Con estos progenitores, Mary Shelley se alimentó de los escritos de su madre, a quien no conoció porque murió a consecuencia de una infección puerperal y de las teorías y conversaciones de los invitados que congregaba su padre en la casa familiar, personajes muy influyentes en la vida cultural y política londinense.

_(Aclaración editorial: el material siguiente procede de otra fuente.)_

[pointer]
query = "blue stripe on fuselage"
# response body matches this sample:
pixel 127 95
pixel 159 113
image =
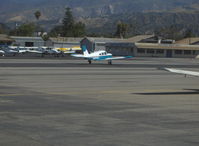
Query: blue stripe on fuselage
pixel 101 57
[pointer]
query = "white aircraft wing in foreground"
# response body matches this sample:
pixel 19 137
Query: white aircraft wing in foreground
pixel 98 56
pixel 184 72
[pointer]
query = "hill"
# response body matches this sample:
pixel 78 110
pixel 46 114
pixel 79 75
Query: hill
pixel 23 10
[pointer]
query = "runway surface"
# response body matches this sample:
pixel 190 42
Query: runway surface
pixel 58 102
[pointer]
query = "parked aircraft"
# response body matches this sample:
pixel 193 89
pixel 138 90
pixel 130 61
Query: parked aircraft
pixel 2 53
pixel 184 72
pixel 65 50
pixel 98 56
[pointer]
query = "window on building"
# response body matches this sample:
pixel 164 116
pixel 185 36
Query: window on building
pixel 159 51
pixel 141 50
pixel 194 52
pixel 178 51
pixel 187 52
pixel 150 51
pixel 29 44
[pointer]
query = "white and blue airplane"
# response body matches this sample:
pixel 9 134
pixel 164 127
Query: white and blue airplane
pixel 98 56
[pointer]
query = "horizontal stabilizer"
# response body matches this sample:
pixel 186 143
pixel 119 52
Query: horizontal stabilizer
pixel 184 72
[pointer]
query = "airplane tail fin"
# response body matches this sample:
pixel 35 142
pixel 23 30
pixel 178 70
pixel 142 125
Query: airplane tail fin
pixel 85 51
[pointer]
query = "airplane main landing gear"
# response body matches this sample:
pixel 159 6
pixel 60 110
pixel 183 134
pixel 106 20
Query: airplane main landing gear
pixel 110 62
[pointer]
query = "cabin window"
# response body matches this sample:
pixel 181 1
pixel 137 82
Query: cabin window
pixel 178 51
pixel 159 51
pixel 150 51
pixel 29 44
pixel 187 52
pixel 141 50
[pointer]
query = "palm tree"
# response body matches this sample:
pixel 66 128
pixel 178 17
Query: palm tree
pixel 37 14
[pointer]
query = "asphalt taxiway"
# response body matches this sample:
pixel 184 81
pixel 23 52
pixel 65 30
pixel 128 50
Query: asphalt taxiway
pixel 58 102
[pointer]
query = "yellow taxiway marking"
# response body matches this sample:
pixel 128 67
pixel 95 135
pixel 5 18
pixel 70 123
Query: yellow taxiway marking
pixel 6 95
pixel 111 91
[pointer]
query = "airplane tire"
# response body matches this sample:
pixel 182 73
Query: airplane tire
pixel 110 62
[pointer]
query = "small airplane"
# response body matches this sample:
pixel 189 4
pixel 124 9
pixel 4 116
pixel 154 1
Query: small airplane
pixel 184 72
pixel 98 56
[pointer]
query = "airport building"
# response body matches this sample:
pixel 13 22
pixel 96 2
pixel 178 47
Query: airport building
pixel 145 46
pixel 28 41
pixel 5 40
pixel 63 42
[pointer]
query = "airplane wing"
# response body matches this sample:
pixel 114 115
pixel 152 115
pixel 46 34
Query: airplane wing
pixel 185 72
pixel 117 58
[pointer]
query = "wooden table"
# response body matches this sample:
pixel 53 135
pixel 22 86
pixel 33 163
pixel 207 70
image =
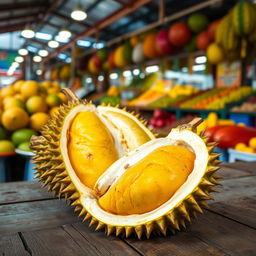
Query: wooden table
pixel 33 222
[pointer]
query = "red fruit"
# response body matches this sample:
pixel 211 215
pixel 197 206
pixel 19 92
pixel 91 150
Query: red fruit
pixel 97 61
pixel 179 34
pixel 211 30
pixel 212 130
pixel 160 123
pixel 163 45
pixel 228 137
pixel 203 41
pixel 111 61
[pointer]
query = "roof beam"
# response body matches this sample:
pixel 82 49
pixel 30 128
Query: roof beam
pixel 25 5
pixel 64 17
pixel 123 11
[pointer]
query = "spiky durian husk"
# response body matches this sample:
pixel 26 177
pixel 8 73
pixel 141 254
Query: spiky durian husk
pixel 50 169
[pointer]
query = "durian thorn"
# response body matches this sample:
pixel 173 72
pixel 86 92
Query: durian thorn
pixel 78 208
pixel 128 231
pixel 161 223
pixel 92 222
pixel 100 226
pixel 139 231
pixel 73 196
pixel 172 220
pixel 88 216
pixel 149 228
pixel 70 95
pixel 212 169
pixel 83 212
pixel 76 202
pixel 109 230
pixel 69 188
pixel 119 231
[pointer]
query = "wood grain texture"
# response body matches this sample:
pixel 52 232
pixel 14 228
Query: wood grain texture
pixel 35 215
pixel 98 242
pixel 11 245
pixel 14 192
pixel 242 210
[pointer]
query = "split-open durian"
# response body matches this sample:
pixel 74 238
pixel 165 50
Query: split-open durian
pixel 116 174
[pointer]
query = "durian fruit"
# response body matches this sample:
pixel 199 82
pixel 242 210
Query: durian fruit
pixel 157 186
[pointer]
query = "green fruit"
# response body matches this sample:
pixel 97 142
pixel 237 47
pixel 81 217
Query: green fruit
pixel 22 135
pixel 3 133
pixel 6 146
pixel 24 146
pixel 197 22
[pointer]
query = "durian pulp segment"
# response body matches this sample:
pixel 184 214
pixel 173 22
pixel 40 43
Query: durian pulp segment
pixel 183 138
pixel 150 182
pixel 91 147
pixel 126 126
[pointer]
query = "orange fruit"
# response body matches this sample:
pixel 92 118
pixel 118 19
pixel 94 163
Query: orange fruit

Mary Shelley no podía ni quería ser una joven casadera, tenía un proyecto vital fiel al ideario de su madre, intentó vivir al margen de las convenciones sociales, abrazó el amor libre y rechazo cualquier fuente de autoridad, tal como su padre proponía. Podemos imaginar que el mundo era un lugar muy inhóspito para una joven tan sensible y conocedora de la irrelevancia social a la que se confinaba a las mujeres, sobre todo cuando se es una joven que quiere ser tratada por sus méritos intelectuales y no por su género sexual. Sin embargo, su principal aflicción procedía de su padre, el filósofo anarquista, porque una cosa es predicar y otra dar trigo. A Mary no le prestó ni la atención ni el afecto que una niña sin madre necesitaba. En casa de Godwin todo giraba en torno a él. Desde muy joven, Mary conoció la soledad y la falta de cariño. Admiraba a su padre y deseaba su atención, cosa que solo consiguió unos años más tarde y por puro interés, cuando Godwin necesitaba dinero y acudió a los Shelley con la pretensión de que lo sacaran de la bancarrota, cosa a la que se negó el poeta Percy Shelley.
El retrato de Mary Shelley comparte los rasgos psicológicos que asignará al Monstruo, la criatura creada por el doctor Victor Frankenstein. El rechazo de su padre, el miedo y la repulsión que lo confinarán a vagar en soledad, convierten al Monstruo en una criatura desamparada e incomprendida, tal como debió sentirse Mary Shelley. Su aspecto físico pálido, de frente muy ancha forma parte también de la apariencia del hijo de Frankenstein, esa criatura que no entendía el porqué del rechazo de su creador y tampoco que fuera condenado a una vida sin amor ni familia.
Al otro lado del mito de la ciencia sin ética ni humanidad en su invención, palpita en el monstruo, ese personaje de visión abominable, el relato de una mujer que sufrió las penalidades de una vida de insatisfacciones, de dolor emocional, siempre a la búsqueda del amor que no conoció.
Se sabe que tras la muerte de Shelley, Mary retocó la novela en varias ocasiones dándole un sesgo más “científico”; también se dedicó a añadir, romper y ocultar cartas que delataban una vida amorosa muy poco afortunada. Cuando se escarba en la vida de Mary Shelley, escritora de una inverosímil sabiduría a la edad en la que escribió el relato, apenas 19 años, es imposible no ver en las palabras del monstruo carne de su propia carne: “Las frías estrellas parecían brillar burlonamente, y los árboles desnudos agitaban sus ramas; de cuando en cuando el dulce trino de algún pájaro rompía la total quietud. Todo, menos yo, descansaba o gozaba. Yo, como el archidemonio, llevaba un infierno en mis entrañas; y, no encontrando a nadie que me comprendiera, quería arrancar los árboles, sembrar el caos y la destrucción a mi alrededor, y sentarme después a disfrutar de los destrozos”.